During two tours west of the Mississippi I had the good fortune of seeing bears on three separate occasions. One of those occasions was brought about a result of an unthinking/ignorant/sloppy cyclist leaving garbage out at the Jenny Lake campground in the Tetons while he went to try to get better cell phone reception. The young bear (likely an orphan) got into the garbage, had a look-see in the guy's tent and then jumped up on the picnic table to sniff his drying laundry before being scared off by two women banging pots and pans. While proper education may not have deterred that guy, it might result in fewer incidents like that, which incidents can contribute to the ultimate destruction of bears due to habituation. "A fed bear is a dead bear."

Routes / Re: Across North America
« on: April 17, 2013, 04:24:41 pm »
ACA's Nothern Tier is a fine route. You cross into Canada twice, visiting Niagara Falls and Alberta, including Waterton Village, which has a drmatic campsite in town. And going to the Sun Road is Glacier National Park is one of the most scenic roads in the entire country.

Riding out of NYC can be tough, especially if you don't know the area. Fortunately, there are several rail options to get you out of the city.

The nice this about following one of ACA's route is that the maps who the location of services souch as camprgounds, bike shops, motels and grocery stores.

Routes / Re: Allegheny Mountains loop--motel info
« on: April 17, 2013, 04:13:31 pm »
Here are some details from someone who rode much of the loop:

In one of the posts in this thread there is a link to a Crazy Guy journal:

General Discussion / Re: Inspire or Scare the Begeebees?
« on: April 17, 2013, 01:57:26 pm »
I think you need to separate the organization's mission from the substance of comments made my people on this forum. Also, I think the vast majority of posts dispell the misperceptions of people, many of which are innocent or based on incorrect notions. Indeed, if you look at the threads about bears that have been started over the years, I think you will find the vast majority of responses counter the notion that there are bears waiting behind every tree and that, expect maybe in certain places and unique circumstances, they are not really a problem.

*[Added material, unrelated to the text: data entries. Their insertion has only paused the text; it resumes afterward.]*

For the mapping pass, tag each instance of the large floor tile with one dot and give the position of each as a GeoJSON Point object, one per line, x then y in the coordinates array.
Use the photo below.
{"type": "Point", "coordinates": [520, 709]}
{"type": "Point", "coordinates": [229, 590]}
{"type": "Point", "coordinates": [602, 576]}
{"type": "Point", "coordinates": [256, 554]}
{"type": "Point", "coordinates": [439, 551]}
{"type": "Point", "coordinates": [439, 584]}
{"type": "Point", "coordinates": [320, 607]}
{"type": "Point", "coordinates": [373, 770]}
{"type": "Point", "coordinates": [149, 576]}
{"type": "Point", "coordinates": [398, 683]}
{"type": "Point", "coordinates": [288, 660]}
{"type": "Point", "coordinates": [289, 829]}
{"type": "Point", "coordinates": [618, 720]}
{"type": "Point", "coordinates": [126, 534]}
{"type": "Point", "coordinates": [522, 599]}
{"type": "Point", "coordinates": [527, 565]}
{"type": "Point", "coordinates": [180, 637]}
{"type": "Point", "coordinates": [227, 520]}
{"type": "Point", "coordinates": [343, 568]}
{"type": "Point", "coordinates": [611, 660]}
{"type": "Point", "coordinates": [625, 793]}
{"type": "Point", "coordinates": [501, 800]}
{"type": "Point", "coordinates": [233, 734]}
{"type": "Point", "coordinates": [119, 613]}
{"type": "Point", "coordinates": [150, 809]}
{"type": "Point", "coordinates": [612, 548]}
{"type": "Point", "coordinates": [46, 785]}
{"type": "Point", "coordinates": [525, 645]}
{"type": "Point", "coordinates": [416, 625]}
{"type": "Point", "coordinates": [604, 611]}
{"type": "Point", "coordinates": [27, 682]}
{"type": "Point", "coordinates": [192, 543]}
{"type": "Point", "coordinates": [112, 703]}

Routes / Re: Weather in the TransAm Mountains
« on: April 16, 2013, 10:13:22 am »
Can vary wildly. In 2011, while riding a few days in the TA as part of a loop tour, we had nights between 35 and about 40 in Missoula, Darby and Wisdom, MT. The day we landed in MSO, over 1" of cold rain fell Darby, just missing MSO. That was June 29th. I also understand that the prevailing pattern up to that point had been abnormally wet and on the chilly side. Indeed, after the first day of riding we had clear skies and pleasant warm days. The nice thing is that even if the air is chilly, if the sun is out it warms you quickly.

Elevation does make a difference, In 2000, when I rode the TA from MSO to Fairplay, CO, there was morning frost at Coulter Bay campground in Yellowstone. The night before in Madison was also chilly. Again, that was during the last few days of June. But most of that stretch was pretty much how Josh describes it. Not much rain and nice temps. Definitely keep an eye out for thunderstorms, which can pop up seemingly out of nowhere. One afternoon I was napping in my tent in Dillon when hail larger than peas but smaller than marbles began to fall. Afternoon storms are one reason I like to start early.

Since I had started in the Pacific Northwest in late May I was carrying cold weather gear. I didn't bring anything like an extra sweater but rather slept in layers during the coldest nights.